Doctor Liliya Med., P.C. v MVAIC |
2008 NY Slip Op 52453(U) [21 Misc 3d 143(A)] |
Decided on December 3, 2008 |
Appellate Term, Second Department |
Published by New York State Law Reporting Bureau pursuant to Judiciary Law ยง 431. |
This opinion is uncorrected and will not be published in the printed Official Reports. |
Appeal from an order of the Civil Court of the City of New York, Kings County (Margaret
A. Pui Yee Chan, J.), entered September 7, 2007. The order denied defendant's motion to dismiss
the complaint.
Order reversed without costs and defendant's motion to dismiss the complaint granted.
In this action by a provider to recover assigned first-party no-fault benefits, defendant Motor Vehicle Accident Indemnification Corporation (sued herein as MVAIC) moved to dismiss the complaint on the ground that plaintiff failed to state a cause of action (CPLR 3211 [a] [7]). MVAIC argued, inter alia, that the action was premature since plaintiff failed to demonstrate that all available remedies against the owner of the vehicle in which plaintiff's assignor was a passenger were exhausted before relief was sought from MVAIC. The court below denied MVAIC's motion, and this appeal ensued.

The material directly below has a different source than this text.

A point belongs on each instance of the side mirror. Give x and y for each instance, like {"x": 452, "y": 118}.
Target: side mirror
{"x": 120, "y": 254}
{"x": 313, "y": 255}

The Appellate Division, Second Department, has stated that, in reviewing a motion to
dismiss a complaint for failure to state a cause of action, a court must "determine whether the
proponent of the pleading has a cause of action, not whether [it] has stated one" (Meyer v
Guinta, 262 AD2d 463, 464 [1999]; see also Parsippany Constr. Co., Inc. v Clark Patterson Assoc., P.C., 41
AD3d 805, 806 [2007]). Since plaintiff and its assignor are aware of the identities of the
driver and owner of the vehicle in which plaintiff's assignor was a passenger at the time of the
accident, plaintiff, as assignee, must first exhaust its remedies against the vehicle's driver and
owner before seeking relief from MVAIC (Hauswirth v American Home Assur. Co., 244
AD2d 528 [1977]; Complete Med.
Servs. of N.Y., P.C. v MVAIC, 20 Misc 3d 137[A], 2008 NY Slip Op 51541[U] [App
Term, 2d & 11th Jud Dists 2008]). Until plaintiff exhausts its remedies, its claim against MVAIC
is premature (Hauswirth, 244 AD2d 528).
[*2]
Accordingly, MVAIC's motion to dismiss the
complaint should have been granted. We note that if plaintiff exhausts its remedies against those
parties, plaintiff may then assert a claim against MVAIC.
In light of the foregoing, we reach no other issue.
Pesce, P.J., Weston Patterson and Golia, JJ., concur.